TMCs are also strong supporters of easier WiFi access: asked to rank their top three initiatives for improving customer satisfaction, those surveyed for the report said top priority should be given to extending free WiFi on all devices and in all areas of a hotel including bedrooms. There is more to the issue than guest satisfaction: free WiFi in hotels could streamline and improve efficiency by reducing bill backs.
The connected traveller has checked-in and is here to stay. Today, fast, free WiFi is not a perk or reward – it’s an expectation. Not having WiFi is like walking into a hotel room and not finding a bed.
Mobilising corporate travel tools
At work, at home and all points in between, mobile devices have more than fulfilled their promise to become a ‘remote control for life’. But, according to our research, managed travel bookings via smartphone are currently available for just over a quarter (28%) of business travellers. 5% of the survey believes their employer plans to let them make corporate hotel bookings on their mobile in the next year.

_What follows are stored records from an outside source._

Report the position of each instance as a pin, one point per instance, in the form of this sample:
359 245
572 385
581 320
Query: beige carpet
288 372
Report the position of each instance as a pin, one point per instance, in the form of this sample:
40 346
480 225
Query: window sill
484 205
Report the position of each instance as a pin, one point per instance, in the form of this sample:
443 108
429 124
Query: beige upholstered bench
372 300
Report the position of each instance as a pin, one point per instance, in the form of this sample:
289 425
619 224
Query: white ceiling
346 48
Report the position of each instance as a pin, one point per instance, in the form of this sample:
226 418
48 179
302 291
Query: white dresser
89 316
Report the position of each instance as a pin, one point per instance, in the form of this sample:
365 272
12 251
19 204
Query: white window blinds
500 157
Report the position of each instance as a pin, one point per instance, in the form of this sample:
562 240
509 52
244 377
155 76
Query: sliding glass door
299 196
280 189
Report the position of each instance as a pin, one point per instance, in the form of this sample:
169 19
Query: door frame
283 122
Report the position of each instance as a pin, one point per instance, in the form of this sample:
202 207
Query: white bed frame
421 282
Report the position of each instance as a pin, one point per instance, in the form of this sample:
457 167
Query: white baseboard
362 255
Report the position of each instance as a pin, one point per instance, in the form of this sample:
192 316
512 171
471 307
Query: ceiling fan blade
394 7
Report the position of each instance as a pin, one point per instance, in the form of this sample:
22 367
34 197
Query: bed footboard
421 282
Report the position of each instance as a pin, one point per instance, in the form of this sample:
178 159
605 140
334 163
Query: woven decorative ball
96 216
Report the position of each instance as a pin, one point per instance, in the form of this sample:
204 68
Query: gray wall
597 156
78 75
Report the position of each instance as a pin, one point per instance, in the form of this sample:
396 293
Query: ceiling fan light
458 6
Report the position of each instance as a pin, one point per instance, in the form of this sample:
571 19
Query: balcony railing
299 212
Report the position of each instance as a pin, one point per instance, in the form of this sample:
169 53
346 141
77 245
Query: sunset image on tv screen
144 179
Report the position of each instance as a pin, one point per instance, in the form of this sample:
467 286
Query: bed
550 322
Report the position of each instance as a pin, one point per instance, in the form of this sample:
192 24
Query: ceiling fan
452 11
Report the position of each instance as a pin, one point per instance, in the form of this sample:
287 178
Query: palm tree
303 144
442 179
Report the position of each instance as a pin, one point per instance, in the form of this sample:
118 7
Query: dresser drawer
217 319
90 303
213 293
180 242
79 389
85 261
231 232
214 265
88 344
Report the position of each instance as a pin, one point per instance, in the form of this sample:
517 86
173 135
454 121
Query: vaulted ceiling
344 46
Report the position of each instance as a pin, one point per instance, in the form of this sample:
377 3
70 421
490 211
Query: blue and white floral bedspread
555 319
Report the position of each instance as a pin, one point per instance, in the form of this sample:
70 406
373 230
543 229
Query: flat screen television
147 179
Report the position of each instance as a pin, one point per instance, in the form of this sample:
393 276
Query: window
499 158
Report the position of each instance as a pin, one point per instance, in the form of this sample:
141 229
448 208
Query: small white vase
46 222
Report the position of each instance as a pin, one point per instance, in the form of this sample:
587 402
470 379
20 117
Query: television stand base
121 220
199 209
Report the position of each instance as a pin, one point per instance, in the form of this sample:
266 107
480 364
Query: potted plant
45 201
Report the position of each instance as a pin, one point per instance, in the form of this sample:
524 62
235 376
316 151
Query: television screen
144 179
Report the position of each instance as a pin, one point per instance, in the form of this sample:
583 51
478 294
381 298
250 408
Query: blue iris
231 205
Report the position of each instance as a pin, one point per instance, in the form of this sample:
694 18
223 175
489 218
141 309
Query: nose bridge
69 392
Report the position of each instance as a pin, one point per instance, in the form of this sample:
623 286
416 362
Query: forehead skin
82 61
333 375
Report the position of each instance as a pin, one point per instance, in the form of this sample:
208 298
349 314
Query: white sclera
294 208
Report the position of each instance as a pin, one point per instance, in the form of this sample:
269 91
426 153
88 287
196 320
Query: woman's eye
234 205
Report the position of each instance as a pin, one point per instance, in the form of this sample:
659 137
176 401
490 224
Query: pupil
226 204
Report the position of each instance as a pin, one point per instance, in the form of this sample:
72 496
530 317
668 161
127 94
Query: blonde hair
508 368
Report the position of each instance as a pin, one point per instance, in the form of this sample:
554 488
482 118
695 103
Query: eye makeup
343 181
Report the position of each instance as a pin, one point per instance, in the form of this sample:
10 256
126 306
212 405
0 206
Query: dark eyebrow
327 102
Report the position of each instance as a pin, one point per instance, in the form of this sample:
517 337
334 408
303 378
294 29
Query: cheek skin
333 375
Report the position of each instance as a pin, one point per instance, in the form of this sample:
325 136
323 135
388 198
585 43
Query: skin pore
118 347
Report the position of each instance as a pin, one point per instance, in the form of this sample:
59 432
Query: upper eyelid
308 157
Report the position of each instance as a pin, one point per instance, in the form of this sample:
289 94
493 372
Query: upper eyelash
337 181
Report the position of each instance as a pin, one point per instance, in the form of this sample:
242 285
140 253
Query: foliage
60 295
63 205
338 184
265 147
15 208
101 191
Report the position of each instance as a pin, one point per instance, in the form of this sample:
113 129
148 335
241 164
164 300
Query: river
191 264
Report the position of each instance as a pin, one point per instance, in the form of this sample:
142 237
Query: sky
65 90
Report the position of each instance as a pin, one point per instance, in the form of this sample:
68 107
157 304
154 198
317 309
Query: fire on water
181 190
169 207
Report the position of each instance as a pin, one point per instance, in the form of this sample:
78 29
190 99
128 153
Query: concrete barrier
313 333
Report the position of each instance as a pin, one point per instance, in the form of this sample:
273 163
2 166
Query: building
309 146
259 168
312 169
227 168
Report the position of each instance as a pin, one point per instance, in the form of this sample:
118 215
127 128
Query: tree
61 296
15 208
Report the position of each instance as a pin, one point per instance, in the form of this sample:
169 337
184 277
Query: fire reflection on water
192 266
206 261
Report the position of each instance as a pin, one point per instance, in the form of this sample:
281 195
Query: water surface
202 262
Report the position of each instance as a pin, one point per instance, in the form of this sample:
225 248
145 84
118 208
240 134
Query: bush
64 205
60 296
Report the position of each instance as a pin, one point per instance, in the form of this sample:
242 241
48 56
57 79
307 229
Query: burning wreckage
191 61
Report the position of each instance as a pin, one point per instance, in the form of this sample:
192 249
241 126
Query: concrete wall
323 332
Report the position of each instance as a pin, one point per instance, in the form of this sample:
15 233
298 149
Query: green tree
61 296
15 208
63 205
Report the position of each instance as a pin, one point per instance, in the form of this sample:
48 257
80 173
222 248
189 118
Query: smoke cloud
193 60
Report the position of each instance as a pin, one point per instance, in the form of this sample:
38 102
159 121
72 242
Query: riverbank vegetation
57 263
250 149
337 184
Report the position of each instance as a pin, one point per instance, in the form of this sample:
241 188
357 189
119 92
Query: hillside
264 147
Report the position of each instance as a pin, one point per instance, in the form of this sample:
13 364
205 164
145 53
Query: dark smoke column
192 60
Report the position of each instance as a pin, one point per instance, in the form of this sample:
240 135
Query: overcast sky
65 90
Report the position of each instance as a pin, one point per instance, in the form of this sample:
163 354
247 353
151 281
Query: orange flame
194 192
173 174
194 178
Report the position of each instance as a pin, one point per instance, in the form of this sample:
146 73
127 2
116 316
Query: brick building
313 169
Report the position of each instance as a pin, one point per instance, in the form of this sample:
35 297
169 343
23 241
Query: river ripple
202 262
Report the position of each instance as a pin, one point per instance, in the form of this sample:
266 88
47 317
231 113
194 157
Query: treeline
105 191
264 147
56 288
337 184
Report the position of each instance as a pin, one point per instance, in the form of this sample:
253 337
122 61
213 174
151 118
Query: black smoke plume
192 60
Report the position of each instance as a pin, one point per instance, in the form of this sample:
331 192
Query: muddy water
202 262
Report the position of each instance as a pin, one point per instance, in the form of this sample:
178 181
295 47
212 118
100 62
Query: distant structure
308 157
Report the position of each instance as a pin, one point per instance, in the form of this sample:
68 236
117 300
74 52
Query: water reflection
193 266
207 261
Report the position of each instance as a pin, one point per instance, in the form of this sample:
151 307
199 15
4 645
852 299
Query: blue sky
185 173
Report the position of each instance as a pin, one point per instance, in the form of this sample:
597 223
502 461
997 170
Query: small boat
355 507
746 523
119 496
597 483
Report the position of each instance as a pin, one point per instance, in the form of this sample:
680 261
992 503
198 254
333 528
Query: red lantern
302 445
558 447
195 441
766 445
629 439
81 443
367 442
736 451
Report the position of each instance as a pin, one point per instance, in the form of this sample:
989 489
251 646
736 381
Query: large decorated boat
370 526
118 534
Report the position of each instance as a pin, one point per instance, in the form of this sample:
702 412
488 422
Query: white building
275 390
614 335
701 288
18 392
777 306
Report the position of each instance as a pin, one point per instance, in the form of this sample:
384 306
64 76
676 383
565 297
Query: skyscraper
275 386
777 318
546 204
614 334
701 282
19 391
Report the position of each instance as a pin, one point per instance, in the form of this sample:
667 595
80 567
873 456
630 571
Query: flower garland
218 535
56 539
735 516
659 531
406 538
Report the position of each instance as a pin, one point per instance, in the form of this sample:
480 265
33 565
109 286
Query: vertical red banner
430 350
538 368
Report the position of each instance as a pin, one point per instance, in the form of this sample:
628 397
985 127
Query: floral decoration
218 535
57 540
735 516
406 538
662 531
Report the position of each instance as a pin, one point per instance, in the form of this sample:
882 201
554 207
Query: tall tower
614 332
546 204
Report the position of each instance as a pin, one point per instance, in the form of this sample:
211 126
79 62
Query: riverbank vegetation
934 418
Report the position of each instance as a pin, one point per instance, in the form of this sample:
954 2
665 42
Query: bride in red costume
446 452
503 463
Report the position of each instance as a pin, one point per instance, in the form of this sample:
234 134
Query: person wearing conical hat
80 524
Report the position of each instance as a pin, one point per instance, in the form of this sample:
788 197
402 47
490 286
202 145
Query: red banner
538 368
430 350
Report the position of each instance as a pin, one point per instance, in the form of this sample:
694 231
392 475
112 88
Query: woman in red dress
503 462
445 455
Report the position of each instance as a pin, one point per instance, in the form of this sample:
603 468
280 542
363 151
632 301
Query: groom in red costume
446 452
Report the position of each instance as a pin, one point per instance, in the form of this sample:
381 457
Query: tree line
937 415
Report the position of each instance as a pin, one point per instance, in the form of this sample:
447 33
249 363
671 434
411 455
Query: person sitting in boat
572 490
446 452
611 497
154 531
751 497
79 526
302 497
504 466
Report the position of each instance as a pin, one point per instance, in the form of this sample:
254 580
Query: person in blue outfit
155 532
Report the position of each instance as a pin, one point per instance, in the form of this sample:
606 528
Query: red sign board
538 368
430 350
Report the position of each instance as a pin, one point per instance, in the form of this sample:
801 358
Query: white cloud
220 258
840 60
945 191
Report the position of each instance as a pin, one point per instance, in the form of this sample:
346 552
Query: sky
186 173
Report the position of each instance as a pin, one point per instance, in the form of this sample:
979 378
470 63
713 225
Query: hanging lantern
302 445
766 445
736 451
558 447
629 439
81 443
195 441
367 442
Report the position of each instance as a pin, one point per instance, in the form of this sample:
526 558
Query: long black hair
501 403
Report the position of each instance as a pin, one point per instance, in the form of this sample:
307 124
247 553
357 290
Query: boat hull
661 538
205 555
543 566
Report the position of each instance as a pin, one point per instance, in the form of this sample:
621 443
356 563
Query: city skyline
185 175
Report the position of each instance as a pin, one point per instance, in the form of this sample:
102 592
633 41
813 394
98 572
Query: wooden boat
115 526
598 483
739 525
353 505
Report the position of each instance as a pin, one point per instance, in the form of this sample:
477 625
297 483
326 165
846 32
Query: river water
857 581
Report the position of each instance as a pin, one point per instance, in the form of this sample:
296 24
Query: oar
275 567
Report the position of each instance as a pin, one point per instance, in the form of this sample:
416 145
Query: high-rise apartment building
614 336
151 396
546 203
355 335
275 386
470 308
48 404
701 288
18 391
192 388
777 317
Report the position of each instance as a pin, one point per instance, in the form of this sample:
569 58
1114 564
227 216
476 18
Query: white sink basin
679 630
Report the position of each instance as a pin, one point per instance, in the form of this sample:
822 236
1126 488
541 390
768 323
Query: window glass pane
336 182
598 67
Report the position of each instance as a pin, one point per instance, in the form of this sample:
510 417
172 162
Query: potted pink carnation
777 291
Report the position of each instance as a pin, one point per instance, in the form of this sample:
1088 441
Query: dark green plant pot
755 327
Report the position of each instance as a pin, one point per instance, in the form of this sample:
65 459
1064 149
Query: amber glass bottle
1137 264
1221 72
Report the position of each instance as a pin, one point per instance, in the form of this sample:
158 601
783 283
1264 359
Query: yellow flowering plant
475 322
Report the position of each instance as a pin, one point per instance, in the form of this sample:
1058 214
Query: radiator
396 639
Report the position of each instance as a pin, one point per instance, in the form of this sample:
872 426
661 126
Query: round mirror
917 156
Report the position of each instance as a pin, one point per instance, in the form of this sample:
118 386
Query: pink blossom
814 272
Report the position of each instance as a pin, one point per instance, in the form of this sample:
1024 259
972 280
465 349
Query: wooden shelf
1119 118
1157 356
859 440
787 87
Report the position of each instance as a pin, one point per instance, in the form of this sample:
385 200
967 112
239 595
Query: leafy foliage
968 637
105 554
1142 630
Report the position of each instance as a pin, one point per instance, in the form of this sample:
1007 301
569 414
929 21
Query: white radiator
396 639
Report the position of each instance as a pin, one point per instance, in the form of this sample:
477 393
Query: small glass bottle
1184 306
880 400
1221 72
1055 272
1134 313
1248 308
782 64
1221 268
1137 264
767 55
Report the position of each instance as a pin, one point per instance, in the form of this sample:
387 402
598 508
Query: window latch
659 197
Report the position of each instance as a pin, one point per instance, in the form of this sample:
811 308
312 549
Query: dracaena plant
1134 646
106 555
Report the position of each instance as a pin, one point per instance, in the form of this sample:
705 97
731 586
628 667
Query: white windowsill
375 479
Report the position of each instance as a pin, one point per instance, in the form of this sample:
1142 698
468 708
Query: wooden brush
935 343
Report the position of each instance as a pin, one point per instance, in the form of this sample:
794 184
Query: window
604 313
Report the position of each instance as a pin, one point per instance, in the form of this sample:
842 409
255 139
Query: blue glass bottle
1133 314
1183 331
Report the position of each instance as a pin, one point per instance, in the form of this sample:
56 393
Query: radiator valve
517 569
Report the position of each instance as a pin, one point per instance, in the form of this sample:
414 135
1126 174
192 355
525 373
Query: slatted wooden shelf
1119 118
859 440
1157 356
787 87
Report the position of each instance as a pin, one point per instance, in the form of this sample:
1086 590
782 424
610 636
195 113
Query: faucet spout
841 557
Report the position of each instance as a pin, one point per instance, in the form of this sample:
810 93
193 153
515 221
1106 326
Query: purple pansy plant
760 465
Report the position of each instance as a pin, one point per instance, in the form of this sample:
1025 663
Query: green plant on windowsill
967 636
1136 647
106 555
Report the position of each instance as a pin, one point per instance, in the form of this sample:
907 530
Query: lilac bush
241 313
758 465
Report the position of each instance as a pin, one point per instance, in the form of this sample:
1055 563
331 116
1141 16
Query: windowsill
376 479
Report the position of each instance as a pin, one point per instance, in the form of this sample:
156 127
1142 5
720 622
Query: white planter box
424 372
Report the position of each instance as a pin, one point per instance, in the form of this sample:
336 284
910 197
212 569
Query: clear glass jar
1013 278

TMCs are also excited about the potential of mobile internet-based solutions, as opposed to apps, to help deliver smoother booking and trip experiences to guests. They are also awake to the potential of mobile to help them track business travellers and support their Duty of Care obligations. However, as a senior representative from a global hotel provider cautions, TMCs may struggle to match the quality of experience provided by the apps created by established online players.
The ability of bookers to compare reviews made by other travellers is now a key feature of leisure travel. With the wider trend to consumerisation and home-life preferences emerging in the work environment, we asked business travellers whether reviews would help them make better corporate bookings. 38% said they would value the ability to see reviews from general business travellers and 22% would like to see their reviews from their colleagues.
TMCs could see a value in reviews, not least as a way for hotel providers to gain customer feedback and improve. Hotels also see the value in reviews: good reviews are a great advertisement and, according to a senior representative from a global hotel provider, they “allow the traveller to make a more informed booking decision and, in turn, feel better about their purchases without having to leave the booking site.”
However, for reviews to be valuable they have to be relevant: literally millions of reviews are available online. By vetting reviews prior to integrating them in to online booking tools, TMCs and corporations could save time for their bookers.
How much time do business travellers have to wade through dozens of rants from consumers about the concierge’s failure to recommend the best shopping options? This is somewhere the TMC or travel department can add value by selecting reviews that are relevant for their travellers.